Autonomic (visceral) motor neurons synapse onto neurons located in the ganglia of the sympathetic and parasympathetic nervous system, which in turn directly innervate muscles and some glands. In this way, visceral motor neurons can be said to indirectly innervate smooth muscles of arteries and cardiac muscle. Autonomic motor neurons work by increasing (in the SNS) or decreasing (in the PNS) activities of their target tissues. In addition, autonomic motor neurons can continue to function even if their nerve supply is damaged, albeit to a lesser extent.”(5)

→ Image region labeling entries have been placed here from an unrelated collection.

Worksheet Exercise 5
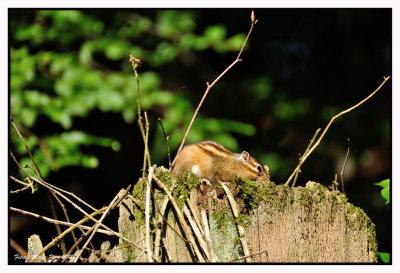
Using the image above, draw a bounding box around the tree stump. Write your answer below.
[118,168,377,263]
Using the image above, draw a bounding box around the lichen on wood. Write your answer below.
[119,168,377,263]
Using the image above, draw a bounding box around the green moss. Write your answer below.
[345,203,378,262]
[155,167,173,188]
[132,178,146,200]
[133,203,145,227]
[176,170,200,191]
[172,170,200,208]
[119,231,136,263]
[233,177,293,213]
[212,207,233,231]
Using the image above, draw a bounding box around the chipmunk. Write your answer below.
[172,141,270,184]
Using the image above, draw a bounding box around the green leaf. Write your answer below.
[378,251,390,263]
[204,25,226,42]
[375,179,390,205]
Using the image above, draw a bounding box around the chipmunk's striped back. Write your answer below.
[172,141,269,183]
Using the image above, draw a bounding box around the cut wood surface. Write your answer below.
[119,167,377,263]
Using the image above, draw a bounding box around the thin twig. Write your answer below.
[340,138,350,196]
[153,176,205,263]
[129,55,151,178]
[226,249,268,263]
[27,174,158,262]
[10,151,35,193]
[285,76,390,185]
[27,208,106,262]
[154,196,169,258]
[10,121,43,179]
[292,128,321,187]
[145,167,153,263]
[183,205,211,261]
[10,207,113,235]
[172,11,258,166]
[30,176,97,211]
[200,208,219,263]
[186,198,204,236]
[10,238,28,257]
[71,189,128,263]
[220,182,251,263]
[158,118,172,171]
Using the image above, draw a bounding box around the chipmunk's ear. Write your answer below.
[239,151,250,162]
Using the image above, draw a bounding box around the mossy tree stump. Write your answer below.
[119,168,377,263]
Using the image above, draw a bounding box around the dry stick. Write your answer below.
[172,11,258,166]
[285,76,390,185]
[292,128,321,187]
[226,249,268,263]
[71,189,128,263]
[340,138,350,196]
[201,208,219,263]
[11,121,43,178]
[153,176,205,263]
[220,182,251,263]
[129,55,151,178]
[11,121,71,254]
[10,185,31,194]
[10,207,112,235]
[11,121,96,248]
[186,198,204,236]
[158,118,172,171]
[27,208,106,262]
[30,177,97,211]
[144,111,151,167]
[161,237,172,262]
[183,205,211,261]
[154,196,169,259]
[10,238,28,257]
[31,177,159,260]
[145,166,153,263]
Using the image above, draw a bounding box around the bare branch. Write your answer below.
[172,11,258,166]
[220,182,251,263]
[285,76,390,185]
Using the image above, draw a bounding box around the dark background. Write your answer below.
[9,9,392,263]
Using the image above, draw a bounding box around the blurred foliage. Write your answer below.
[378,252,390,263]
[375,179,390,205]
[10,10,260,176]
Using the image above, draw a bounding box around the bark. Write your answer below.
[119,168,377,263]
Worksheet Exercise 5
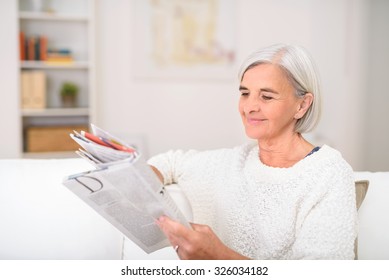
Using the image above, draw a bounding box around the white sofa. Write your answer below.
[0,158,389,260]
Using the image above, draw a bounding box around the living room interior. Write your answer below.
[0,0,389,259]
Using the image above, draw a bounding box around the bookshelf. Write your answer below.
[18,0,96,158]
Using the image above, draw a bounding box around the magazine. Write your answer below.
[63,124,190,253]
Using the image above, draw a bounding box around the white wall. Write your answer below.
[0,0,389,170]
[365,0,389,170]
[97,0,366,169]
[0,1,21,158]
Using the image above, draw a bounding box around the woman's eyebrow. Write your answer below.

Transmission of Autonomic Stimuli

“Neurons generate and propagate action potentials along their axons. They then transmit signals across a synapse through the release of chemicals called neurotransmitters, which stimulate a reaction in another effector cell or neuron. This process may cause either stimulation or inhibition of the receiving cell, depending which neurotransmitters and receptors are involved.

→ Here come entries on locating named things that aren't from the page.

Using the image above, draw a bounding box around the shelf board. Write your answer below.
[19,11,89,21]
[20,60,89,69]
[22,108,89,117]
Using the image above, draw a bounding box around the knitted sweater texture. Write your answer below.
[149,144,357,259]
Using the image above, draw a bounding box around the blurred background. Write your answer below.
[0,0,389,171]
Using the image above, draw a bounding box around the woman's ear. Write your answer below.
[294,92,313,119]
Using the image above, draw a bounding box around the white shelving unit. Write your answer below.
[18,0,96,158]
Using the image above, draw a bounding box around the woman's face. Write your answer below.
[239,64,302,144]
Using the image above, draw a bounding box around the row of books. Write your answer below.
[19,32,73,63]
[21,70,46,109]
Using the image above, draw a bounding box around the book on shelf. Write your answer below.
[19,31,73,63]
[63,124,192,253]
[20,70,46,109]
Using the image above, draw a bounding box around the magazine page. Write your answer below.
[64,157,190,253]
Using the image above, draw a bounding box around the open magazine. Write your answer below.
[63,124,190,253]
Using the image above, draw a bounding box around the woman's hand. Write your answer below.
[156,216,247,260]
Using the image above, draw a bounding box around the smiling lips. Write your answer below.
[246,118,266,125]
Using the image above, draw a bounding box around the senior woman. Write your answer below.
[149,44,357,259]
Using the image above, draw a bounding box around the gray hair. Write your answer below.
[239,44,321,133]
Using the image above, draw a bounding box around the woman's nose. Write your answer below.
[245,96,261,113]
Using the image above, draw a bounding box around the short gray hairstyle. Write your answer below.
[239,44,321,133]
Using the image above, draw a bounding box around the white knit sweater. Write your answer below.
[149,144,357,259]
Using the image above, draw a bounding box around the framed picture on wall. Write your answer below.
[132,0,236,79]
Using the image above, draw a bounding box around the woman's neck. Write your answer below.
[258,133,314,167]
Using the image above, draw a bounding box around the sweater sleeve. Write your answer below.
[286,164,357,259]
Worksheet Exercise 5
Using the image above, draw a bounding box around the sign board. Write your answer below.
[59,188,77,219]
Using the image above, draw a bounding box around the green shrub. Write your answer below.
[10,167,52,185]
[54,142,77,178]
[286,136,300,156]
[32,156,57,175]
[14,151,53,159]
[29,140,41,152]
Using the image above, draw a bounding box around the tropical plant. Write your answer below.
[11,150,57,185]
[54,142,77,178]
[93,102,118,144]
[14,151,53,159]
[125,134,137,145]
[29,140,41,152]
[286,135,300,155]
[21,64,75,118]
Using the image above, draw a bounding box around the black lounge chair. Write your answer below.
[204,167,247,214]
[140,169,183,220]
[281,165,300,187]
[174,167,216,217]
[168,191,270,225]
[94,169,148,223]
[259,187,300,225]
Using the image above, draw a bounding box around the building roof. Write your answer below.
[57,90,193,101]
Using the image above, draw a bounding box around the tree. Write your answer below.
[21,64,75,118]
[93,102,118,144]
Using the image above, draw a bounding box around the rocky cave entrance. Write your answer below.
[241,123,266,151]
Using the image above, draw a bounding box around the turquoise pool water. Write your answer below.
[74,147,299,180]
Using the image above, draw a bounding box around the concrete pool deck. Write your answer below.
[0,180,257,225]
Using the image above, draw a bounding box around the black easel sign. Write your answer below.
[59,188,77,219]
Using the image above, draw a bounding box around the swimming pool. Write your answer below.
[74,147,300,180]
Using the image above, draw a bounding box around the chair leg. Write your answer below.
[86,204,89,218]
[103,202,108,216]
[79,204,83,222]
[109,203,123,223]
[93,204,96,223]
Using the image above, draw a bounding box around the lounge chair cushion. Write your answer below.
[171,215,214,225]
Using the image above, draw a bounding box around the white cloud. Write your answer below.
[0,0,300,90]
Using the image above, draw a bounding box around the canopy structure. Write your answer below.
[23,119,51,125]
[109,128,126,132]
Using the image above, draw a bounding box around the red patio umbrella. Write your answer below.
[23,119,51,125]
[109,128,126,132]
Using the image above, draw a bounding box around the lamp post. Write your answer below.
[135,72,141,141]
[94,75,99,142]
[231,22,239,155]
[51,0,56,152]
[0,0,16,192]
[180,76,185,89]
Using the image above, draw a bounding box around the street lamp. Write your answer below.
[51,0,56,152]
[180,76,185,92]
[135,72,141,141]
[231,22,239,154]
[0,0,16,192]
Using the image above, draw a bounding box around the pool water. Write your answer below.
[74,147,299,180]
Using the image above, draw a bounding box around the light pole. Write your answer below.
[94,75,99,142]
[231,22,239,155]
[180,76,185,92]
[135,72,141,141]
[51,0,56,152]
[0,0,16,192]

Propagation- along the axon, axon potential propagation is electrical and occurs through the exchange of N+ and K+ ions across the membrane of the axon. Individual neurons generate the same potential after receiving each stimulus and conduct the axon potential at a fixed rate of velocity along the axon. Velocity is dependent upon the diameter of the axon and how heavily it is myelinated- speed is faster in myelinated fibres because the axon is exposed at regular intervals (nodes of Ranvier). The impulse “jumps” from one node to the next, skipping myelinated sections.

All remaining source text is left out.